Issuing a LBA will almost certainly end the friendship.
5 -
Does their spending indicate they have money to repay you?
If they are struggling to pay bills then it is unlikely they have extra to repay you.
Never a lender or borrower be.
6 -
Could they pay a minimal amount monthly?
Have a similar problem with family member
Now expect not to see it again=family dynamics etc.
However would still "help" but go in with eyes wide open as I feel I have been taken for granted.
5 -
Have they taken all possible steps to get maintenance from the child's/children's other parent - who has a legal obligation, surely? (See for more information). Isn't there any kind of work they can do? I know it may be hard to raise these questions with them.
4 -
Did you draw up any kind of agreement to get them to sign to say that the money they received was a loan? If not, you might find it is difficult to prove that it wasn't a gift, especially as you lent them the amount over a lengthy period of time. Hindsight is a wonderful thing, but when there was no sign of earlier amounts you lent being repaid, lending more was perhaps not the wisest thing to do. Also, if they weren't working when you lent them the money, and they aren't now, then their circumstances haven't changed at all, and if they couldn't pay you back then, then why should you expect them to be able to pay you back now?

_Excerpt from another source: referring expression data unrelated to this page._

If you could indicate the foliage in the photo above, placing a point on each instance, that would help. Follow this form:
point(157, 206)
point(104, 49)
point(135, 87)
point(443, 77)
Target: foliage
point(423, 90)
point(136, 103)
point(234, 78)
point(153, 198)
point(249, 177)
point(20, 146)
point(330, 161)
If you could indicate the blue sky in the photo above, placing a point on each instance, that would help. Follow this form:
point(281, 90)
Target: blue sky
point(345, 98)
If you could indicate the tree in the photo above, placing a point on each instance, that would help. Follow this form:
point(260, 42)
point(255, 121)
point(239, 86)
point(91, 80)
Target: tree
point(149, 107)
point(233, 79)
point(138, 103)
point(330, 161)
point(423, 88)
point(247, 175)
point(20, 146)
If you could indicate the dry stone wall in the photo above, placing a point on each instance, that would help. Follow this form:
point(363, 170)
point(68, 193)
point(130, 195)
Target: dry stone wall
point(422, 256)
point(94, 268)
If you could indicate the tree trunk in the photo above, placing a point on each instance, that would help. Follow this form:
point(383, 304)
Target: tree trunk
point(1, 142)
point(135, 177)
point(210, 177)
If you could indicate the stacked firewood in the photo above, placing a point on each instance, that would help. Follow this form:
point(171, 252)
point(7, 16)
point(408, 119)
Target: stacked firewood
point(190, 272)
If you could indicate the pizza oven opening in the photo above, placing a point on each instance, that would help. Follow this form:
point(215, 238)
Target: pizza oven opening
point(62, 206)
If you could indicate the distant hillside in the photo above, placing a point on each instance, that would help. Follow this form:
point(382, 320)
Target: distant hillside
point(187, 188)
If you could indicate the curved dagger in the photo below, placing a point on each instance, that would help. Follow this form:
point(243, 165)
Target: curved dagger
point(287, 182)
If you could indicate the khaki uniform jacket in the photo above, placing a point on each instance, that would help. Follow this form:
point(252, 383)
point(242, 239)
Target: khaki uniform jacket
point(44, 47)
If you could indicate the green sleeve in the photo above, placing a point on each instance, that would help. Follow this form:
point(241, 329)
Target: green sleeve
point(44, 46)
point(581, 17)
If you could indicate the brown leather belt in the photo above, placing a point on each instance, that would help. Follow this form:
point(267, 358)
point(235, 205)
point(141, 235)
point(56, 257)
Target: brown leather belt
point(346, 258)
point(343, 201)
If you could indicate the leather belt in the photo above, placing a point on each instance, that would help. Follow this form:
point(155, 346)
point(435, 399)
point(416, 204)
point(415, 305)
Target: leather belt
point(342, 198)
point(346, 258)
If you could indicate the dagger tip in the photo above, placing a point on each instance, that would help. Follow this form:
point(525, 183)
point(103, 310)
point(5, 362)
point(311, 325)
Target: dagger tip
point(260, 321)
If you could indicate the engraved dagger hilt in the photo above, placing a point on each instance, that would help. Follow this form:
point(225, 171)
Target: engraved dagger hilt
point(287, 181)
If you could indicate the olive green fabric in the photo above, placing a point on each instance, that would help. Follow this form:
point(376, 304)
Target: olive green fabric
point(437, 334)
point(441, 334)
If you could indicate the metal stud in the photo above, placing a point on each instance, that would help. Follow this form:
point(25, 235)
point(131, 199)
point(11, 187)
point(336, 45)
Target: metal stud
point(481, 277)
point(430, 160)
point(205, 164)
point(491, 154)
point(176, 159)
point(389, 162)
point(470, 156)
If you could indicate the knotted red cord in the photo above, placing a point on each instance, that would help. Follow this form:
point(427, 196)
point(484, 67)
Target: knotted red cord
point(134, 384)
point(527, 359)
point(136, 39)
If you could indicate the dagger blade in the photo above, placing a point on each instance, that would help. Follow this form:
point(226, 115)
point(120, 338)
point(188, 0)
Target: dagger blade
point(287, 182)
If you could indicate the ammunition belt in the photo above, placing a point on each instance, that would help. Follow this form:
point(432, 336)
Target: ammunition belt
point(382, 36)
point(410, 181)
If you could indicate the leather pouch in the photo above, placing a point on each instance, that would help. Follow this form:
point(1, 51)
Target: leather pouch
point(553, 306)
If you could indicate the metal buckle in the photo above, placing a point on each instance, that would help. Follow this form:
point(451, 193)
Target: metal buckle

They may feel awful about their inability to pay you back, and it sounds as if you would only be able to get dribs and drabs of what they owe back, if that.
The suggestion that you should encourage them to try to get maintenance from their ex is probably your best chance of ever seeing any of your money again, difficult as that conversation is likely to be.
5 -
How can they at you back if they’ve got nothing. Maybe you could sit down with them and help them by looking at ways to get more money, by getting a job, getting it from the ex, reducing bills, expenditure, etc. then you can get a little bit off what they make or save.
2 -
Brookhaven has said everything I was going to say, but better.
2 -
If you gave them the money without stating any terms for when / how repayment will be made then it's not really a loan.
Even if the agreement was to 'pay me back when you can' you should still be having regular conversations about it.
1 -
Never lend money to friends (and almost never to family either), they always end up as 'gifts'. I learned that the hard way decades ago.
if you lent them 4.5 years ago, the kid is now of school age and so they could work.. they just don't want to, rather live on benefits, and care nothing that you may be struggling yourself.